Covid-19 Is Whipping Up a Cold Russian Winter
Case numbers are rising in Russia, with hotspots emerging in distant regions. It’s straining a system that has hoarded resources at the center.
Coronavirus cases in Russia are hitting new records.
Photographer: Andrey Rudakov/BloombergCoronavirus infections are hitting records again in Russia, the world’s fifth hardest-hit nation in absolute terms. This time, the provinces are bearing the brunt, with nearly three-quarters of new cases registered outside of Moscow. Worrying reports suggest some areas are running out of beds, doctors and even oxygen.
Even going by official numbers that may understate the toll, this latest wave is turning into a serious test for President Vladimir Putin’s administration. The Kremlin delegated the handling of the pandemic to local authorities ill-equipped for it and now the caseload is straining a system that has centralized power and resources for much of the past two decades. At the same time, Russia’s first approved Covid-19 vaccine, a public relations coup, has hit production hiccups.
Initially, Moscow was the focus of Russia’s outbreak. The city has well-equipped, world-class hospitals. A powerful mayor spoke up quickly and imposed strict local lockdown measures. That made it easier to justify a swift relaxation of restrictions in May, and likely helped Russia’s economy do better than feared.

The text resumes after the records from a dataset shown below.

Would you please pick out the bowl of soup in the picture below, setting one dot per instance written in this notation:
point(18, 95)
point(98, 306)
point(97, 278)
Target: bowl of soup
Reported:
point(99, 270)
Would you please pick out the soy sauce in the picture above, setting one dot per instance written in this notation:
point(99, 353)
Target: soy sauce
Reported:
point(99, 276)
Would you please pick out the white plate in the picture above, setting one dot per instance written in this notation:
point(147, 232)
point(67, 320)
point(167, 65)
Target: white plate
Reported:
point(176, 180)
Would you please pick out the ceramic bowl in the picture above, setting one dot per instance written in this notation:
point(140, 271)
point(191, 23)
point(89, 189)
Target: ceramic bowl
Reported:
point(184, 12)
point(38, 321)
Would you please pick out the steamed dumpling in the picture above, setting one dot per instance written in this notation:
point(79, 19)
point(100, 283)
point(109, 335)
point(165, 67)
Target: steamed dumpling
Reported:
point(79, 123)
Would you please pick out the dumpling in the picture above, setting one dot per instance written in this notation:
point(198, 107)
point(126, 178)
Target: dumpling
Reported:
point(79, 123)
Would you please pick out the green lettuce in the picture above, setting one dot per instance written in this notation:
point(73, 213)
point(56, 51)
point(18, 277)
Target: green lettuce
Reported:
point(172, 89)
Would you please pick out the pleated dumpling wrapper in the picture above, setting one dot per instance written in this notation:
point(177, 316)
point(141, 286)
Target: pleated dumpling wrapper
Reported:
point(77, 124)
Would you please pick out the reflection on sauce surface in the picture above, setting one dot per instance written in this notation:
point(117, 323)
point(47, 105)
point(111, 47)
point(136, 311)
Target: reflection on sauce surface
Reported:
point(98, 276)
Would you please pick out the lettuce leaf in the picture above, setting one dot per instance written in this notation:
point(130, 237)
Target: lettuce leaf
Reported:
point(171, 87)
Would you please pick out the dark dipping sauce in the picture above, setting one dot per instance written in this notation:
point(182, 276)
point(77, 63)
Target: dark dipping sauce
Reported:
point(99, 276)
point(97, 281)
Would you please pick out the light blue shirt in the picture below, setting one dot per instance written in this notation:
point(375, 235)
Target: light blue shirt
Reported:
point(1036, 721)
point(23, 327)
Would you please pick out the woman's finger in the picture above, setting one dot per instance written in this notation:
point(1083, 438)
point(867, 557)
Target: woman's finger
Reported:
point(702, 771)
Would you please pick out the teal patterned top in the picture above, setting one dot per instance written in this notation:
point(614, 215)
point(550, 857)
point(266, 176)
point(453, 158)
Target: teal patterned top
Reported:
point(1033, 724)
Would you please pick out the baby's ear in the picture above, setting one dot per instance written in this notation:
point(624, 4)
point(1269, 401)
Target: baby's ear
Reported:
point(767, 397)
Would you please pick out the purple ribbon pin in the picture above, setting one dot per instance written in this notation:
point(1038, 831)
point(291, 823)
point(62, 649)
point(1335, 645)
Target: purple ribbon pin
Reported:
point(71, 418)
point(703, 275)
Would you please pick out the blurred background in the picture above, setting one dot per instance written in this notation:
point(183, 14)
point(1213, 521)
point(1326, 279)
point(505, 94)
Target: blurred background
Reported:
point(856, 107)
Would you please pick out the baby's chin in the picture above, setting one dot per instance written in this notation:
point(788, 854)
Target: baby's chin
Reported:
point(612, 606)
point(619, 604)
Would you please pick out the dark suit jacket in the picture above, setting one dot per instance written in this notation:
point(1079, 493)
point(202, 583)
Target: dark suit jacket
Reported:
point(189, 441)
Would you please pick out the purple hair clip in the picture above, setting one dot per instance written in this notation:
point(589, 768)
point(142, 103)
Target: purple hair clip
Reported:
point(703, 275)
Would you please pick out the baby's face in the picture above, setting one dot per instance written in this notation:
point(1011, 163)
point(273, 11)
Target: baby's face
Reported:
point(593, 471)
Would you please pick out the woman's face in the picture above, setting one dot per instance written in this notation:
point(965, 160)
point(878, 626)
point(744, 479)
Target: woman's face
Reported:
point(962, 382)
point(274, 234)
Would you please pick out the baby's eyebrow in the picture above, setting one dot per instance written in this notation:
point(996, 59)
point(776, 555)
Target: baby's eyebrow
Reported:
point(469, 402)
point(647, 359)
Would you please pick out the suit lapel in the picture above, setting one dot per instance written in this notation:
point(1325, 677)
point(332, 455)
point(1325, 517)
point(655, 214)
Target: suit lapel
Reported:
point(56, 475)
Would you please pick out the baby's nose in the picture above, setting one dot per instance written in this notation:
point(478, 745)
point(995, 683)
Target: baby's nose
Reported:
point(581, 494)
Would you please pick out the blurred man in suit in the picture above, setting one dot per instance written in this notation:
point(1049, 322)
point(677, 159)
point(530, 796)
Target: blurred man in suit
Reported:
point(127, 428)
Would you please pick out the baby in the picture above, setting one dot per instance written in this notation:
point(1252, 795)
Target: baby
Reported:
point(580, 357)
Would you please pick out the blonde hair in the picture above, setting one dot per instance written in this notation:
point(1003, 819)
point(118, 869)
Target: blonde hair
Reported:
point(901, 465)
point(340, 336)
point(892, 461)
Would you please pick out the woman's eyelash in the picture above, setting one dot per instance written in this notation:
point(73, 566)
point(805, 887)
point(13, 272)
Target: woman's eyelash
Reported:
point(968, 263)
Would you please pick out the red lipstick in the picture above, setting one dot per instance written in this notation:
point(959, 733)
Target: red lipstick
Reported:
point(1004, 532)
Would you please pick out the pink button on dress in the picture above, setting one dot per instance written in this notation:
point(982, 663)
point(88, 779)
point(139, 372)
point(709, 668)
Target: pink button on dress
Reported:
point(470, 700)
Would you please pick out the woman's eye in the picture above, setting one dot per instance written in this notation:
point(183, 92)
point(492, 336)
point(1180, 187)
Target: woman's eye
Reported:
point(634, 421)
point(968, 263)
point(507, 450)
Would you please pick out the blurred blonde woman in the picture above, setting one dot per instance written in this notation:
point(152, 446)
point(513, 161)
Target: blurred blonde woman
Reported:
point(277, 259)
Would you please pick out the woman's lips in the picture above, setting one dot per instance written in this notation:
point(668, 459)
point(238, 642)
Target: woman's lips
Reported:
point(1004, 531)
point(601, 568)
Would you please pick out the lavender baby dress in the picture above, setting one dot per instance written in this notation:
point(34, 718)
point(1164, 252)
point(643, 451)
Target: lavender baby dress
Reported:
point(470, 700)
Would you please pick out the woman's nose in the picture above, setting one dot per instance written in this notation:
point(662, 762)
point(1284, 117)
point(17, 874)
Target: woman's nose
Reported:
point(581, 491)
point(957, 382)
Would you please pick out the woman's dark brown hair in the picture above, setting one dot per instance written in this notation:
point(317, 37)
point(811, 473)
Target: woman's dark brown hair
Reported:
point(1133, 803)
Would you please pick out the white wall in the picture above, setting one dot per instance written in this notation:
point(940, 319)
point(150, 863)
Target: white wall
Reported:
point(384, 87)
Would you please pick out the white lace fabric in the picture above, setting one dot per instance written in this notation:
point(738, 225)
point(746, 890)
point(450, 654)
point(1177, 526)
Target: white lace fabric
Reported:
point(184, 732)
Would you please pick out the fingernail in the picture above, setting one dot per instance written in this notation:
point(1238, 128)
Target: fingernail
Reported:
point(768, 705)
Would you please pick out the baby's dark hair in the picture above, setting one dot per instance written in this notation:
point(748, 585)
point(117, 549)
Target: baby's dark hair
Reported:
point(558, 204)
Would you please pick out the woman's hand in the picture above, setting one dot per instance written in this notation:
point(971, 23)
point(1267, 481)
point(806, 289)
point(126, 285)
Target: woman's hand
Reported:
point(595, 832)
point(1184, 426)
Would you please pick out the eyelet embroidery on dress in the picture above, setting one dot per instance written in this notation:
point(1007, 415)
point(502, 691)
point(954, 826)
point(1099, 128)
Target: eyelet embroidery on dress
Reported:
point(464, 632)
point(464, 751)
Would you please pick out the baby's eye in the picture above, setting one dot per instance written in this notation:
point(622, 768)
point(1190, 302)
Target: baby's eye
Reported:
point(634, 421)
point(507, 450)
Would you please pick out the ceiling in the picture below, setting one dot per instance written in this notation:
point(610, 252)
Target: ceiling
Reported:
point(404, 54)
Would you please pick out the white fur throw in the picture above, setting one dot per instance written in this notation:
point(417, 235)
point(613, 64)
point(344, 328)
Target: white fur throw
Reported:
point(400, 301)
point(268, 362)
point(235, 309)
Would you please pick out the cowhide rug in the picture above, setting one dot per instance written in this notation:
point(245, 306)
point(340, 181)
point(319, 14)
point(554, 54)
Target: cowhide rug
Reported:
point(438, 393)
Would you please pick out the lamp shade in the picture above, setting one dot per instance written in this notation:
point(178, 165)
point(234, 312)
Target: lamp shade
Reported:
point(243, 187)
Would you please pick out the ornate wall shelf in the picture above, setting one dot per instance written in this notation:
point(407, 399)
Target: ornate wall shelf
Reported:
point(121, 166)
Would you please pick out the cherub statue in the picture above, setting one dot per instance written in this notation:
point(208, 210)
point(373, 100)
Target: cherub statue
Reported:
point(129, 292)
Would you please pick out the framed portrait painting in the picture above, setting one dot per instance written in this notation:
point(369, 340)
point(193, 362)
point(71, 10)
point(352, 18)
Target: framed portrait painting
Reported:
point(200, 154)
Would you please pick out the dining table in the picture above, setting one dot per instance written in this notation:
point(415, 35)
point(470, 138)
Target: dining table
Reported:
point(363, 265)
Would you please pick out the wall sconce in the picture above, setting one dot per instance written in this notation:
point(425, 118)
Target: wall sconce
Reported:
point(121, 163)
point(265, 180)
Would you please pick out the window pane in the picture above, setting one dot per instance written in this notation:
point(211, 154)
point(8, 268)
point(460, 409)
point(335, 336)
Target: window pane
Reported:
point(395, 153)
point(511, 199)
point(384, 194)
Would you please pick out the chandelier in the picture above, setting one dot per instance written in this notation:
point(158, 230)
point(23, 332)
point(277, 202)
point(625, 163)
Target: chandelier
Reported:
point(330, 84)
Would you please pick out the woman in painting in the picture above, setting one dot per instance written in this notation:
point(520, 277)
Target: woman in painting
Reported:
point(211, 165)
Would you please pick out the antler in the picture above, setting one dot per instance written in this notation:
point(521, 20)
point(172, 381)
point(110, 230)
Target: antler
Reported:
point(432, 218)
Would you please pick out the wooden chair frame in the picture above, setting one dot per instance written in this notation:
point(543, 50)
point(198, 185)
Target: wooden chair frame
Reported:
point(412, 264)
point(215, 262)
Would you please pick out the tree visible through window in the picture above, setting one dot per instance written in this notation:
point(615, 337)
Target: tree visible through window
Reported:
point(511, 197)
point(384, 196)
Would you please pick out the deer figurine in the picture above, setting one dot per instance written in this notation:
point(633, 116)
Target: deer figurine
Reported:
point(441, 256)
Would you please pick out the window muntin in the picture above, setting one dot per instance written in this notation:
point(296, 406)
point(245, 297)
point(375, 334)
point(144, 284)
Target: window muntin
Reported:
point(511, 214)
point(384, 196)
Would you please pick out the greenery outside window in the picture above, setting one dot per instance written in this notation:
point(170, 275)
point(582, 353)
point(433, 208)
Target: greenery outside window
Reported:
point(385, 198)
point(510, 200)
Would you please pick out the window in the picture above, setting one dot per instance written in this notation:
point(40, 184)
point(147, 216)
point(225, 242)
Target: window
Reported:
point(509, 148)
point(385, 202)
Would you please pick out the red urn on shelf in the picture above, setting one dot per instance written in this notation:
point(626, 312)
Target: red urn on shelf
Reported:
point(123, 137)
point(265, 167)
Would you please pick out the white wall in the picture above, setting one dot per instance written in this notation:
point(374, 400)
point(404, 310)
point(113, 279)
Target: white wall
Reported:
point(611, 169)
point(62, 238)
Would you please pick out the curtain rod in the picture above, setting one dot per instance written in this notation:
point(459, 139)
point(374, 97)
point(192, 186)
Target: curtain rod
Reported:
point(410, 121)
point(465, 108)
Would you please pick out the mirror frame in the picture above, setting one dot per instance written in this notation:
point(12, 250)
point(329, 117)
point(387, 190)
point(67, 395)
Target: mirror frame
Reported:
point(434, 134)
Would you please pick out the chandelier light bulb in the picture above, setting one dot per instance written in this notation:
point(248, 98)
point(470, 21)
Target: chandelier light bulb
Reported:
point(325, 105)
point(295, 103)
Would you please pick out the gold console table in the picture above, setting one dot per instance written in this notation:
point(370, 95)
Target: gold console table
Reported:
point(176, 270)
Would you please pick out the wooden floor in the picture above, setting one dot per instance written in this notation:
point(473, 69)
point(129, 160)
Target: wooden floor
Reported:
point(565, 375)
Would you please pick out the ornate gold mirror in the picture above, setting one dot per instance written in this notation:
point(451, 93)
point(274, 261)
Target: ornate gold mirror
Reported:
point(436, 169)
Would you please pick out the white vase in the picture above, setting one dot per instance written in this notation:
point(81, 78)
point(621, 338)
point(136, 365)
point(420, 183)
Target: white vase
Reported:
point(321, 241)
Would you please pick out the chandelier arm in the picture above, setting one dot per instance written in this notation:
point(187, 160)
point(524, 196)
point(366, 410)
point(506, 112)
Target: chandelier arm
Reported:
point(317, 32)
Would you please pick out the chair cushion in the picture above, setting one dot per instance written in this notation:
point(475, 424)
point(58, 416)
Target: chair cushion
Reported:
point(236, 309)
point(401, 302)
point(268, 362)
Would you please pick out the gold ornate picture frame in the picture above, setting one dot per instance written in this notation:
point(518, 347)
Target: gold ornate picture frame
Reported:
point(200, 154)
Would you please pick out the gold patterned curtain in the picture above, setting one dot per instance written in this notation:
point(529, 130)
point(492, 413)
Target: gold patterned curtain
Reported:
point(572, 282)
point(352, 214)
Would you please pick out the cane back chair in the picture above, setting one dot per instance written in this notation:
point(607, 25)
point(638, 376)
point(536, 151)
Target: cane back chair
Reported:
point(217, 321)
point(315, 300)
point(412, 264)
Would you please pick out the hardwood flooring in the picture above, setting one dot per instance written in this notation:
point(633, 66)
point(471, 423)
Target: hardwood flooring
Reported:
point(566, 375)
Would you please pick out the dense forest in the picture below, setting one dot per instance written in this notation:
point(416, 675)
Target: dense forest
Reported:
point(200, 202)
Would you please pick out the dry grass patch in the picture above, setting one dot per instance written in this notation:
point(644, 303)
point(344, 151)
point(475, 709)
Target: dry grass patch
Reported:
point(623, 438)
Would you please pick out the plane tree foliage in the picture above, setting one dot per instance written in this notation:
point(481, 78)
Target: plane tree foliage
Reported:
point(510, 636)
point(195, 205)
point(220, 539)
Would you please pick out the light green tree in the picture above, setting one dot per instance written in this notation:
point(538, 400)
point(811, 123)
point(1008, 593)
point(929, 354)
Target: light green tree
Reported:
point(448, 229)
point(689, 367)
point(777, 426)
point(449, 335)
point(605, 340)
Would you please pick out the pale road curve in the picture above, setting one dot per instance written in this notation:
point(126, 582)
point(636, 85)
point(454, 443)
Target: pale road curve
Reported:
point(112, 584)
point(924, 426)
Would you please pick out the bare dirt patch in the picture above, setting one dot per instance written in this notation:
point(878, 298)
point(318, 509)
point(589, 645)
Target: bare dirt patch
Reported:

Yet failing to clamp down more broadly for longer meant new case numbers stayed high through the summer — never too far from 5,000 daily, even at their lowest.
The first wave never went away. It simply built up into a trickier second round.
The infections are now hitting Russia where it hurts, in often-distant regions poorly served by primary care doctors and modern technical amenities. Adjusting for population, official numbers for active cases suggest the Altai republic in southern Siberia, the oil-rich district of Yamalo-Nenets in the far north and Kalmykia in the southwest are all worse-hit than the capital. Rates of infection are accelerating in two-fifths of the country’s 85 regions, with most, like the republic of Altai , seeing far higher infection rates than in the spring, even accounting for increased testing. For now, most have only modest restrictions in place to combat the spread.